A compound of formula (IV): wherein L, X, R ¹ , R ² , R ⁶ , R ⁸ , and R ⁹ are as defined in claim 1
R ⁷ -L ¹ (IV)
Said process comprising reacting with a compound wherein R ⁷ is as defined in claim 1 and L ¹ is a leaving group. A process for preparing a compound of formula (III) as defined in claim 2 comprising the formula (V):

A compound of formula (VI): wherein L, R ¹ , R ² , R ⁸ and R ⁹ are as defined in claim 1

Said process comprising reacting with a compound of the formula wherein X is as defined in claim 1 and Y is hydrogen or a removable group. A process for preparing a compound of formula (III) as defined in claim 2, comprising (i) formula (V):

A compound of formula (VIa): wherein L, R ¹ , R ² , R ⁸ and R ⁹ are as defined in claim 1

Wherein X is as defined in claim 1, Y is hydrogen or a removable group, and Q and Q ¹ are independently hydrogen or easily removable by elimination.
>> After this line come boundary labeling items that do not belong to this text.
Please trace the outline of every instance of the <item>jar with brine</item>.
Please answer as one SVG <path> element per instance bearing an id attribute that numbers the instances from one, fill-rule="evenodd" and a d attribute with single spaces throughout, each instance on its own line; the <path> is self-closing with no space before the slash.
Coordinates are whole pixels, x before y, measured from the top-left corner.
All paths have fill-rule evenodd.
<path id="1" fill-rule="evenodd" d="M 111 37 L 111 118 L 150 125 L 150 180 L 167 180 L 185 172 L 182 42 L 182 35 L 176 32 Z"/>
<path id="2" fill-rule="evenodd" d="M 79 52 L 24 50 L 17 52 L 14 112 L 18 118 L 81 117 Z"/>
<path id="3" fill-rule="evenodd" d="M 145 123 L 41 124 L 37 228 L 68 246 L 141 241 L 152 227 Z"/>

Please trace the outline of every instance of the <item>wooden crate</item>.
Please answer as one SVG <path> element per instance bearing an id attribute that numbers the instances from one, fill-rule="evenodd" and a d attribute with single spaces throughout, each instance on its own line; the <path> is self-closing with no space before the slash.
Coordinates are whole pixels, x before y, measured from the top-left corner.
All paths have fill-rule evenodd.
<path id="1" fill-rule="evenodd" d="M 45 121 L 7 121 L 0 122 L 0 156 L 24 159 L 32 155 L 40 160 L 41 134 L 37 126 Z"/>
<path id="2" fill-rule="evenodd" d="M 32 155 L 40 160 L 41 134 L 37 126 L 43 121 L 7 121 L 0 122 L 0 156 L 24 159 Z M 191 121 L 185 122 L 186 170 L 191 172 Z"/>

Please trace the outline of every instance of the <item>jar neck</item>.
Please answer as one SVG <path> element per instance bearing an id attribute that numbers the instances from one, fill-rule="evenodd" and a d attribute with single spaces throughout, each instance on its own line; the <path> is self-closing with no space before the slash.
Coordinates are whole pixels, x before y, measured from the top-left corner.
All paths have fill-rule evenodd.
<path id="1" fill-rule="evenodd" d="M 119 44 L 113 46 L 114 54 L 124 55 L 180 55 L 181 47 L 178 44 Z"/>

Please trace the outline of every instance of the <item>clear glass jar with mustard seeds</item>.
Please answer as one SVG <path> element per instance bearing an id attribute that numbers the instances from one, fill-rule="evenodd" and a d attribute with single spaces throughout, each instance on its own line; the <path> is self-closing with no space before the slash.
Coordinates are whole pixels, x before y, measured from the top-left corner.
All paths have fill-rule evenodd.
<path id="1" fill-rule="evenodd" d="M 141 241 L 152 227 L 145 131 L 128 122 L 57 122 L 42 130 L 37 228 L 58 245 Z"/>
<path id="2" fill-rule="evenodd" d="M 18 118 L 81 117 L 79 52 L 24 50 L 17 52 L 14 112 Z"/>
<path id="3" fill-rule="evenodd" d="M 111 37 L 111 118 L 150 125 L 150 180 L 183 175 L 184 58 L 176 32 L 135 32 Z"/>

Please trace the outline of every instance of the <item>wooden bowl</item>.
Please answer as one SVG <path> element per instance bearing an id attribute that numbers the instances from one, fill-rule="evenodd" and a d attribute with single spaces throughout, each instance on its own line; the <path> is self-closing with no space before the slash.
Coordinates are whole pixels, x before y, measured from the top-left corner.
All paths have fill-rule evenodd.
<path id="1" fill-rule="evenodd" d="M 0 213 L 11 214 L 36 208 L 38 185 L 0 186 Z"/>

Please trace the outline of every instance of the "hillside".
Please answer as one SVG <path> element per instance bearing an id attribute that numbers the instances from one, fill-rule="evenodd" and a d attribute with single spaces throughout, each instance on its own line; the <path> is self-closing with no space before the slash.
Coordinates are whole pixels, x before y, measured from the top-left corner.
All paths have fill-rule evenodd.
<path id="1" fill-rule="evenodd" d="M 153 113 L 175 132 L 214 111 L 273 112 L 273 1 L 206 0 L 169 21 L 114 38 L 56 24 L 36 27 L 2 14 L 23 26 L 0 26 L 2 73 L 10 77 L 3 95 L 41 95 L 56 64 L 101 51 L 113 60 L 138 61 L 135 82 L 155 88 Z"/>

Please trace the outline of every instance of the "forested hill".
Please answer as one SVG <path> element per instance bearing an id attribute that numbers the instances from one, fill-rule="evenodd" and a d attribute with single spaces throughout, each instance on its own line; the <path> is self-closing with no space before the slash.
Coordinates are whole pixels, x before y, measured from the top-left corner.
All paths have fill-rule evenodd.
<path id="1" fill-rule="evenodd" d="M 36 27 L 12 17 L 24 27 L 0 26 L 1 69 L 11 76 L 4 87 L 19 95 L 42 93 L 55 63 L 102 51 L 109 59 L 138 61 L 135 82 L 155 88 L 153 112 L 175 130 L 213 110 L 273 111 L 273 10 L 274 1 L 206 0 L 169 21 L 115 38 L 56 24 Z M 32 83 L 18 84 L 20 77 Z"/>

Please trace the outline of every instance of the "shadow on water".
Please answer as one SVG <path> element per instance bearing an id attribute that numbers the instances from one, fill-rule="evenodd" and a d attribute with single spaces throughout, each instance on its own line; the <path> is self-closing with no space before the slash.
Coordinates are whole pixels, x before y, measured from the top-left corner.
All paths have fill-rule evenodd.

Selected from a group wherein ^one of Q or Q ¹ is a group that is easily removable by elimination] and (ii) the product of step (i) is represented by the formula ( The method comprising the step of converting to the compound of III). A process for preparing a compound of formula (III) as defined in claim 2, comprising (i) formula (V):

A compound of formula (VIb): wherein L, R ¹ , R ² , R ⁸ and R ⁹ are as defined in claim 1

Reacting with a compound wherein Y, Q ^b , and Q ^1b are all hydrogen to form dihydropyridine, and (ii) oxidizing the dihydropyridine to convert the pyridine of formula (III) Said method comprising the step of forming. Formula (VII):

Wherein R ⁹ is as defined in claim 1 and L ² is a leaving group; a compound of formula (VIII):

A compound of formula (V) is prepared by reacting with a compound of the formula wherein R ¹ , R ² , and R ⁸ are as defined in claim 1, as defined in claim 3. A process for preparing such a compound of formula (V). A compound of formula (XI) is represented by formula (X):

Wherein R ⁹ is as defined in claim 1 and L ² and L ^2a are both leaving groups to react the compound of formula (VII) in situ The method according to claim 6. The method according to any one of claims 1 to 6, wherein R ¹ and R ² are independently selected from hydrogen, halogen, C _1-6 alkyl, OCH ₃ , or SCH ₃ . X is OR ⁶ , NHR ⁶ , —N (R ¹² ) OR ⁶ , SR ⁶ , or CH ₂ R ⁶ , wherein R ⁶ and R ¹² are substituted by hydrogen or hydroxy or cycloalkyl _6. The method according to any one of claims 1 to 5, wherein the method is selected from good _C1-10 alkyl. The method according to claim 1, wherein R ⁸ is hydrogen, fluorine, chlorine, bromine, iodine, C _1-4 alkyl, OCH ₃ , or SCH ₃ . R ⁹ is hydrogen, CN, halogen, or optionally substituted by one or more groups independently selected from F or CN is also a good _{C 1-4} alkyl, any of claims 1-7 1 The method according to item.   A compound of formula (II) as defined in claim 1.   A compound of formula (III) as defined in claim 2.   A compound of formula (V) as defined in claim 3. R ⁸ is iodine A compound according to any one of claims 12 to 14. The compound according to any one of claims 12 to 14, wherein R ¹ is fluorine.